Vincent Chiarello writes:
[Deleted Name] has raised questions whose answers may provide some clarification regarding the meaning and intent of using the words “reformation” and “schism” in a religious context. The Pulitzer Prize winning historian, Richard Hofstadter, wrote a book entitled The Age of Reform, but his idea of “reform” had no connection to the religious variety. I should also point out that, until the late 1950’s, in most Catholic schools, “The Protestant Reformation” was taught as “The Protestant Rebellion.”

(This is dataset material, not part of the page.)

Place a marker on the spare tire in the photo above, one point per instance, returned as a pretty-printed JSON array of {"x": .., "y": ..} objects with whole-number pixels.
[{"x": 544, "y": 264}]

If examined etymologically, the term “Reformation” in a religious sense was a word introduced into the vernacular during the French Enlightenment of the 18th century. From Luther’s break with Rome in 1517, and for more than a century of religious wars, ending with the Treaty of Westphalia in 1648, two incompatible Christian beliefs systems sought to establish, or retain, a spiritual monopoly. But it was the philosophes who legitimized the term “Reformation,” by which they meant a revival of religious experience of primitive Christianity, while at the same time condemning the institutional atrophy of the Catholic Church. It should be pointed out that some notable Catholics, Erasmus and Montaigne amongst them, concurred with these findings. It should also be mentioned that Voltaire was a product of a Jesuit education.
Owen Chadwick, a Protestant historian of the “Reformation,” wrote that “when churchmen (i.e. Luther’s contemporaries) spoke of reformation, they were almost always thinking of administrative, legal or moral reformation; hardly ever of doctrinal reformation. They did not suppose the Pope’s doctrine to be erroneous.” And here is the rub in the word “Reformation”: despite the challenges to the Church brought on by Luther, Calvin, Zwingli et al., there were no substantive changes in the liturgy, and/or the theological underpinning of the Catholic Church. None. In that sense, nothing has been “Reformed.” But the term “Reformation” also provided future historians with a sequel in the form of a Catholic Counter-Reformation, whose purpose was to bring about most of the non-doctrinal changes Chadwick mentioned.
[Deleted Name’] use of the term “schism” is misleading. From the 11th century until Lumen Gentium of Vatican II, the term “schismatic” had referred exclusively to the Orthodox Churches because of their “orthodox dissent,” although misjudgment of the intellect was also included. The classic Catholic account of schism is that of St. Thomas Aquinas: schism is the sin that leads people to separate themselves from that special unity that supernatural charity creates. But to be schismatic is not to be a heretic, and, conversely, heresy is not itself schism. The charge leveled against Luther and his Protestant epigones was “heresy,” but no similar accusation could be made against the Church, since Protestants developed no central authority to make such a pronouncement.
Finally, I cannot but opine on the comments of Constance S. Frankly, her words strike me as befitting a personality that Italians would describe as “aspero,” too brusque by half. Lord knows that Mr. Auster and I have our religious differences, but to write and tell him: Do some reading and develop some deep knowledge, is, to put it mildly, unkind and un-Christian.
LA replies:
I appreciate Vincent’s coming to my defense, but I don’t feel that Constance was out of line or rude. I made a statement she could reasonably attack me for, and that gave me the chance to reply and explain my position further.